Healthy Alternatives:

  • Agave nectar:  agave nectar is obtained from the juice of the blue agave plant. Agave syrups are 1.4x sweeter than sugar, so less can be used to reduce caloric intake. Low on the glycemic index and will spike blood sugar levels as it is mainly fructose. Good substitute for baking.  NOT recommended for diabetics
  • Raw Honey:  a whole food so it is minimally processed. Considered a superfood by alternative health care practitioners as it contains antioxidants, vitamins, minerals, amino acids, enzymes and phytonutrients.  Comes in a variety of flavors, but it is higher on the glycemic index and will spike blood sugar.  NOT recommended for diabetics.
  • Stevia:  a leafy herb, that is 200-300x sweeter than sucrose.  0 calories and does not affect blood sugar so good for diabetics.  Get unrefined version which is green or brown.  Good for baking.
  • Barley Malt:  made from sprouted Barley and considered more of a whole food and one of the healthiest sweeteners.  Comes in syrup or powder.
  • Black Strap Molasses: made from cane sugar or sugar beets but with the nutrients preserved.  Contains iron, calcium, copper, magnesium, phosphorus, potassium and zinc.  Considered alkalizing and very healthy-however, it has a very unique flavor
  • Chicory Root  made from the root of a perennial plant, contains zero calories and tastes, bakes and measures like real sugar, but does not spike blood sugar.
  • Rapadura/Sucanat made from evaporating the juice of sugarcane plant, so it unrefined.  Comes in fine powder and contains vitamins and minerals
  • Maple Syrup made from the sap of the maple tree and can be highly processed depending on the brand.  Contains many minerals and is good alternative for baking.  Grade B is a better choice.

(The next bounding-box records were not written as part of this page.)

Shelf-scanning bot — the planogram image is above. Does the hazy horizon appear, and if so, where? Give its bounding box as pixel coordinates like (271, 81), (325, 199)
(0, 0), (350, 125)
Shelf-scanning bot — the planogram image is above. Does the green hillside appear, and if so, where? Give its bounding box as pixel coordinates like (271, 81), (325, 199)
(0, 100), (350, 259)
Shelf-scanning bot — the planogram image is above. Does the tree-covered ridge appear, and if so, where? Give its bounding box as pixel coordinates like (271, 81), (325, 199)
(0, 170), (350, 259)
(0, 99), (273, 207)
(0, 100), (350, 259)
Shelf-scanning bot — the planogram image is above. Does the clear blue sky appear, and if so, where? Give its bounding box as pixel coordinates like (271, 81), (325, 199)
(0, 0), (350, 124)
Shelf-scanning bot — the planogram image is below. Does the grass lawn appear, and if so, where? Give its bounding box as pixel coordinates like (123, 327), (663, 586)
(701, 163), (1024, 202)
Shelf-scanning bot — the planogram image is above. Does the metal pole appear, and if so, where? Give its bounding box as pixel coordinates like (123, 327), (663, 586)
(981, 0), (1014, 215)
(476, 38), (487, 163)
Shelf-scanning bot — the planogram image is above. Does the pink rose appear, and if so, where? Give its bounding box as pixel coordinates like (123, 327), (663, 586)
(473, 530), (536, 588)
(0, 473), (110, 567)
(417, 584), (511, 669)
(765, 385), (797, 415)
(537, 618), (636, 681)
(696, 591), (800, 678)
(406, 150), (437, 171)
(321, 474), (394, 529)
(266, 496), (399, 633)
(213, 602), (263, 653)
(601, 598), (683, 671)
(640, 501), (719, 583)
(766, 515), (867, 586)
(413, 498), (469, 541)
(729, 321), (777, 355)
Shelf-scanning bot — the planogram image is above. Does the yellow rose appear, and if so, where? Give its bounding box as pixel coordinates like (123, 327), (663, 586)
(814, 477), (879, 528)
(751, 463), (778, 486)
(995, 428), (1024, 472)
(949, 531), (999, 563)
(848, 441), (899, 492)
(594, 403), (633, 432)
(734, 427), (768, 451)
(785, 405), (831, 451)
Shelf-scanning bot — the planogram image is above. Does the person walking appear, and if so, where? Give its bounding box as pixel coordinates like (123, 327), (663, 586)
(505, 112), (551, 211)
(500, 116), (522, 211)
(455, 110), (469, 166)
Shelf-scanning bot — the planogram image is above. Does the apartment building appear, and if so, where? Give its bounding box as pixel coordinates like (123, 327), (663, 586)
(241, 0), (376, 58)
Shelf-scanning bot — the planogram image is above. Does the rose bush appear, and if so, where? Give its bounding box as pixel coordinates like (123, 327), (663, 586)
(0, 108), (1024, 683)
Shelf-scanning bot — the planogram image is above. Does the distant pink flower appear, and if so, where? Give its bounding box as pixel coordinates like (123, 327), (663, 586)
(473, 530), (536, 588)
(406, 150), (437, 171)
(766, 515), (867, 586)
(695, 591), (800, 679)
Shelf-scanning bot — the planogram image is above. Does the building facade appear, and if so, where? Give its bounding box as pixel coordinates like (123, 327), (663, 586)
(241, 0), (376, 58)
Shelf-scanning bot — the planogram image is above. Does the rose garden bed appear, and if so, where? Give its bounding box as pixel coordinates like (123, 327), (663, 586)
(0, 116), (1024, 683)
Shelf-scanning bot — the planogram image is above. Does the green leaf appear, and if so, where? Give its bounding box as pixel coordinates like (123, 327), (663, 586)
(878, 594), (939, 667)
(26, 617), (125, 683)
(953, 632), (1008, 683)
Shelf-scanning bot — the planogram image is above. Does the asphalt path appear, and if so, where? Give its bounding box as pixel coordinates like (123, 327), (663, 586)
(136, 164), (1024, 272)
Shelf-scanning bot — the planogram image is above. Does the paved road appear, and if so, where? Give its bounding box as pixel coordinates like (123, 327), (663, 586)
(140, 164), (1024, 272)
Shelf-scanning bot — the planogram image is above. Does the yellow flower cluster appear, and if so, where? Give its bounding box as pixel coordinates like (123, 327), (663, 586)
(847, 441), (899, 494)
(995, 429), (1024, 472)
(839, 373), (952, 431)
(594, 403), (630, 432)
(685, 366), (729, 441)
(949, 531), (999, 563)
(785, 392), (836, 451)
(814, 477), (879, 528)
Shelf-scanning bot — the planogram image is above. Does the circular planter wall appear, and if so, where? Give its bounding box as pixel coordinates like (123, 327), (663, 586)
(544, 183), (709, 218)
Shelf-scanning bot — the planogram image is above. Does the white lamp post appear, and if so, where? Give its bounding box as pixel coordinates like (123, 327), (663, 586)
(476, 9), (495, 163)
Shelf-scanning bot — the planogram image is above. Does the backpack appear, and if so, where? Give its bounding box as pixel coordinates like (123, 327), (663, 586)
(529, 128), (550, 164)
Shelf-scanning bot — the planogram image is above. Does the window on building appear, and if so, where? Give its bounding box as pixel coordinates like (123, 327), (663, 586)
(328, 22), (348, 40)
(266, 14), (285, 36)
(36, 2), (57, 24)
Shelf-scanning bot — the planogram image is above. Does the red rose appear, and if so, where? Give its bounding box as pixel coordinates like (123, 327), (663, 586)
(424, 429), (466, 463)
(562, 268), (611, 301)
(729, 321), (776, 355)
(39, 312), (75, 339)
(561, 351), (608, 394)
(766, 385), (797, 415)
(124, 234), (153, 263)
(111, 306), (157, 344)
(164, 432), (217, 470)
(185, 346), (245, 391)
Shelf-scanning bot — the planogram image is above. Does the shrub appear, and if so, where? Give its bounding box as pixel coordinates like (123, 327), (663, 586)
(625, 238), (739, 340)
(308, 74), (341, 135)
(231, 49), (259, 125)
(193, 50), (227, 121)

Recommendations of what foods to incorporate to help alleviate the sweet cravings include:

  • Sweet vegetables such as carrots, sweet potatoes, beets, and sweet bell peppers.
  • Season with sweet spices such as cinnamon, coriander, ginger, nutmeg, clove and cardamom. (Banks, 2013).

 


MUIH. (2015). Natural Sweeteners. NUTR 682: Cooking with Whole Foods Lab 2.  Retrieved from    http://muih.learninghouse.com/file.php/517/Natural%20Sweeteners_formatted.pdf

Yang Q. Gain weight by “going diet?” Artificial sweeteners and the neurobiology of sugar cravings: Neuroscience 2010. Yale J Biol Med. 2010 Jun;83(2):101-8. Review. PubMed PMID: 20589192; PubMed Central PMCID: PMC2892765.